What Your Policy Should Cover
Paying employees. Generally, nonexempt employees must be paid for the hours they work, while exempt employees who work any part of the day are entitled to an entire day's pay.
Special rules apply to restaurants, hotels, and retail establishments. If the weather does not allow these establishments to open, or if nonexempt employees do not report to work because of inclement weather, there is no obligation to pay those employees. Restaurants and hotels that close early due to bad weather must provide at least two hours' pay for nonexempt employees who report to work; retail establishments must provide at least four hours' pay.
Exempt employees must be paid for the full day if their employer is closed for the entire day, opens late, or closes early. They may, however, be asked to substitute accrued paid time for work time missed. Hourly employees who would otherwise be paid may also be offered the option of using accrued time.
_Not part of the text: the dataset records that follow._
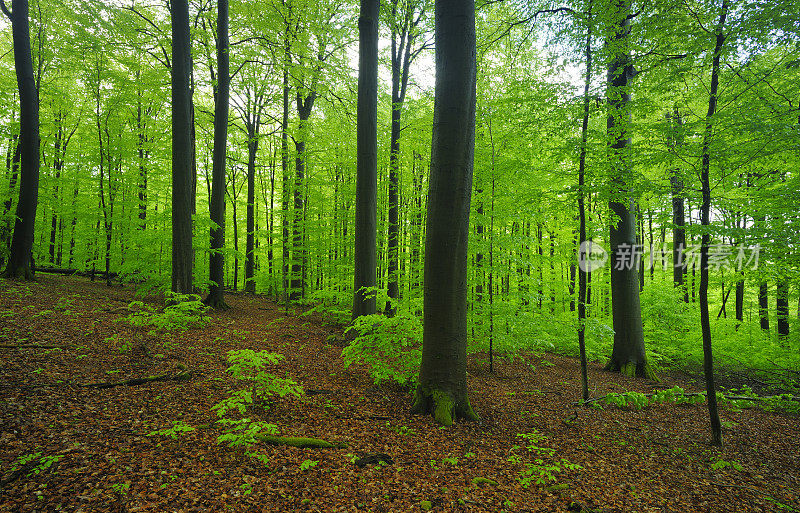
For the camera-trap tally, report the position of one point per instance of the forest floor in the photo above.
(94, 450)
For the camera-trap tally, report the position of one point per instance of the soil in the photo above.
(100, 454)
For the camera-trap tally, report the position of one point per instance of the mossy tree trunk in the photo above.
(628, 355)
(442, 388)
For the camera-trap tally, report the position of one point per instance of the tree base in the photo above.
(21, 272)
(442, 405)
(633, 370)
(217, 303)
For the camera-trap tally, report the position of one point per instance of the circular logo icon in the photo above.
(591, 256)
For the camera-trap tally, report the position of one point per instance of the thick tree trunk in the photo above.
(182, 153)
(216, 263)
(19, 261)
(367, 161)
(442, 387)
(628, 355)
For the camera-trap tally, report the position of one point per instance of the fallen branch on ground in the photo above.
(184, 375)
(698, 394)
(297, 441)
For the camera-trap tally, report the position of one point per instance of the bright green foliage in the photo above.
(390, 346)
(544, 466)
(178, 428)
(249, 366)
(183, 312)
(307, 464)
(44, 462)
(721, 464)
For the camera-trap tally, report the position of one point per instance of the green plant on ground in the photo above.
(721, 464)
(390, 346)
(544, 467)
(307, 464)
(250, 366)
(183, 312)
(177, 429)
(43, 462)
Circumstances that cause you to close. Many policies state a general approach to closing, such as, "We are always open unless the state government closes."
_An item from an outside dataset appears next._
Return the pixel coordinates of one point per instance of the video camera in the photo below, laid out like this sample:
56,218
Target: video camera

Notification of closing. Decide how you will notify employees if your company will be closed. For example, you might require them to listen to a particular radio station for an announcement, phone a supervisor, or check a voicemail message.
Key jobs. Depending on the nature of your business, you might need only key employees to report for work during bad weather. Health care workers at a nursing home, for example, would have to be on duty, but the business office might close.
Who decides. Your policy should specify who has the authority to close your operations. A large organization or one with several work sites might need to authorize more than one person.
Safety. Consider stating that employees should not endanger themselves trying to get to work during bad weather. This might help you avoid problems if an employee is injured on the way to work.